STATUS OF DATA FOR Benzo[g,h,i]perylene
File On-Line 12/01/1990
Category (section) Status Last Revised
----------------------------------------- -------- ------------
Oral RfD Assessment (I.A.) no data
Inhalation RfC Assessment (I.B.) no data
Carcinogenicity Assessment (II.) on-line 12/01/1990
_I. CHRONIC HEALTH HAZARD ASSESSMENTS FOR NONCARCINOGENIC EFFECTS
__I.A. REFERENCE DOSE FOR CHRONIC ORAL EXPOSURE (RfD)
Substance Name -- Benzo[g,h,i]perylene
CASRN -- 191-24-2
Not available at this time.
__I.B. REFERENCE CONCENTRATION FOR CHRONIC INHALATION EXPOSURE (RfC)
Substance Name -- Benzo[g,h,i]perylene
CASRN -- 191-24-2
Not available at this time.
_II. CARCINOGENICITY ASSESSMENT FOR LIFETIME EXPOSURE
Substance Name -- Benzo[g,h,i]perylene
CASRN -- 191-24-2
Last Revised -- 12/01/1990
Section II provides information on three aspects of the carcinogenic
assessment for the substance in question; the weight-of-evidence judgment of
the likelihood that the substance is a human carcinogen, and quantitative
estimates of risk from oral exposure and from inhalation exposure.
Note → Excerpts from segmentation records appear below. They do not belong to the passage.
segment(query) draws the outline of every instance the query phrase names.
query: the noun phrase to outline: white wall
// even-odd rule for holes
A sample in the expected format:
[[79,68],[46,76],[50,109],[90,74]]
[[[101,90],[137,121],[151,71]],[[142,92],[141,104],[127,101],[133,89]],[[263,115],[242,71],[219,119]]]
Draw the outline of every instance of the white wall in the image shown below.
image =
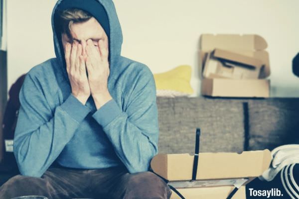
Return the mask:
[[[7,1],[8,87],[55,56],[50,15],[55,0]],[[299,52],[297,0],[114,0],[124,34],[122,55],[154,73],[181,64],[193,69],[198,94],[201,34],[258,34],[268,42],[273,97],[299,97],[292,60]]]

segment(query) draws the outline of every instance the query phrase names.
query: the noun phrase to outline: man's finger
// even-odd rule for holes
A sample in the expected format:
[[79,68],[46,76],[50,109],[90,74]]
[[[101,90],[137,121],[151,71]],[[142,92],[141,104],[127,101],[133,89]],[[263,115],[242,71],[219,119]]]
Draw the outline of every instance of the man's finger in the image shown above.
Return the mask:
[[[95,51],[96,51],[95,52]],[[97,60],[99,60],[99,61],[101,60],[101,56],[100,55],[100,53],[97,52],[97,50],[95,49],[95,47],[91,40],[89,39],[87,41],[86,52],[87,53],[87,57],[89,58],[89,61],[91,64],[92,66],[96,67],[98,63]]]
[[93,69],[93,66],[91,64],[91,61],[89,57],[87,57],[86,58],[86,61],[85,62],[85,63],[86,64],[86,68],[87,69],[87,72],[89,74],[91,72]]
[[102,61],[107,61],[108,59],[108,49],[107,48],[104,41],[100,39],[98,42],[101,52],[101,57]]
[[66,71],[68,72],[69,71],[70,67],[71,66],[70,61],[71,56],[71,44],[68,42],[66,43],[66,44],[65,44],[65,54],[64,55],[64,57],[65,58],[65,63],[66,64]]
[[82,55],[80,55],[79,57],[80,60],[80,68],[79,71],[80,76],[86,75],[86,68],[85,66],[85,62],[84,57]]
[[76,58],[76,71],[79,72],[79,70],[80,67],[80,61],[79,57],[82,53],[82,46],[80,44],[78,44],[78,49],[77,50],[77,57]]
[[75,65],[76,64],[76,58],[77,56],[77,43],[74,42],[72,46],[72,51],[71,52],[71,70],[75,69]]
[[91,40],[91,39],[88,39],[87,40],[87,45],[89,47],[89,54],[90,55],[92,55],[94,56],[95,57],[99,57],[100,59],[101,58],[101,56],[100,55],[100,53],[97,50],[97,47],[95,46],[93,42]]

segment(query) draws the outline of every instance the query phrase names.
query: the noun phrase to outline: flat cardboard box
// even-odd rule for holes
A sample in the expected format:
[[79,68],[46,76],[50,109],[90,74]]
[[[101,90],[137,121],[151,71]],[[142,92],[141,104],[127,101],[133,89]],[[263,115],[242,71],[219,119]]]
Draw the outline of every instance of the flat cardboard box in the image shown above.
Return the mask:
[[[270,97],[270,75],[269,54],[265,50],[266,40],[257,35],[203,34],[200,38],[200,63],[202,67],[201,94],[204,96],[236,98]],[[264,64],[259,79],[233,80],[219,74],[203,74],[207,55],[216,48],[260,60]]]
[[[244,151],[237,153],[200,153],[196,182],[210,183],[196,188],[179,188],[186,199],[225,199],[234,186],[219,185],[221,180],[245,179],[233,199],[246,199],[245,185],[267,169],[272,159],[270,151]],[[189,154],[162,154],[154,156],[150,166],[158,175],[170,182],[187,182],[192,179],[194,156]],[[216,183],[213,184],[213,182]],[[217,184],[218,183],[218,184]],[[242,186],[241,186],[242,185]],[[171,199],[178,199],[173,192]]]
[[[169,181],[191,180],[194,156],[189,154],[159,154],[150,166]],[[271,154],[268,149],[237,153],[200,153],[196,180],[256,177],[269,168]]]
[[213,97],[267,98],[270,96],[270,80],[233,80],[221,78],[201,80],[202,94]]
[[224,78],[257,79],[263,66],[259,59],[216,48],[208,54],[203,75],[207,78],[217,75]]
[[[177,190],[186,199],[226,199],[234,188],[234,186],[222,186],[177,189]],[[245,186],[241,186],[232,199],[246,199],[246,198]],[[170,199],[181,199],[181,198],[175,193],[172,192]]]

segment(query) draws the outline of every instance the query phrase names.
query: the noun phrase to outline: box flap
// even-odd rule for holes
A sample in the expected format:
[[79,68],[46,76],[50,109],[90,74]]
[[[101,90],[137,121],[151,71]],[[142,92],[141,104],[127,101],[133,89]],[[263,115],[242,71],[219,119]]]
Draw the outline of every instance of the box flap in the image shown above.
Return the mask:
[[[250,178],[261,175],[271,161],[270,151],[200,153],[196,179]],[[169,181],[192,179],[194,156],[188,154],[158,154],[151,160],[152,170]],[[165,164],[166,165],[165,168]]]
[[264,50],[267,47],[266,40],[256,34],[204,34],[200,37],[200,48],[205,52],[215,48],[256,51]]
[[212,53],[212,56],[237,62],[245,65],[253,66],[256,68],[261,68],[263,65],[262,61],[259,59],[219,48],[214,50]]

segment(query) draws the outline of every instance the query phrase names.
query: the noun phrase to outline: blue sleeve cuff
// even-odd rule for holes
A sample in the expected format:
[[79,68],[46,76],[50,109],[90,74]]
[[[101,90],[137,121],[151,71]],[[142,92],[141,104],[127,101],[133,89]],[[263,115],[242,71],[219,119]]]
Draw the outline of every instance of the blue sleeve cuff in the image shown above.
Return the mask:
[[97,110],[92,116],[104,128],[122,113],[122,110],[112,99]]
[[89,108],[83,105],[72,94],[60,105],[60,108],[78,123],[81,123],[90,112]]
The
quantitative risk estimates are presented in three ways. The slope factor is
the result of application of a low-dose extrapolation procedure and is
presented as the risk per (mg/kg)/day. The unit risk is the quantitative
estimate in terms of either risk per ug/L drinking water or risk per ug/cu.m
air breathed. The third form in which risk is presented is a drinking water
or air concentration providing cancer risks of 1 in 10,000, 1 in 100,000 or 1
in 1,000,000. The rationale and methods used to develop the carcinogenicity
information in IRIS are described in The Risk Assessment Guidelines of 1986
(EPA/600/8-87/045) and in the IRIS Background Document. IRIS summaries
developed since the publication of EPA's more recent Proposed Guidelines for
Carcinogen Risk Assessment also utilize those Guidelines where indicated
(Federal Register 61(79):17960-18011, April 23, 1996). Users are referred to
Section I of this IRIS file for information on long-term toxic effects other
than carcinogenicity.
__II.A. EVIDENCE FOR CLASSIFICATION AS TO HUMAN CARCINOGENICITY
___II.A.1. WEIGHT-OF-EVIDENCE CLASSIFICATION
Classification -- D; not classifiable as to human carcinogenicity
Basis -- Based on no human data and inadequate animal data from lung implant,
skin-painting and subcutaneous injection bioassays.
___II.A.2. HUMAN CARCINOGENICITY DATA
None.
___II.A.3. ANIMAL CARCINOGENICITY DATA
Inadequate. Benzo[g,h,i]perylene appeared to increase lung epidermoid
tumors when administered with trioctanonin in a lung implant study (Deutsch-
Wenzel et al., 1983). Benzo[g,h,i]perylene was tested for complete
carcinogenic activity and initiating activity in mouse skin painting assays
and did not produce positive results in either type of assay (Wynder and
Hoffmann, 1959; Hoffmann and Wynder, 1966; Muller, 1968; Van Duuren et al.,
1973). Benzo[g,h,i]perylene did not induce tumor formation when injected
subcutaneously (Muller, 1968) and was tested as a cocarcinogen with
benzo(a)pyrene (Van Duuren et al., 1973; Van Duuren and Goldschmidt, 1976).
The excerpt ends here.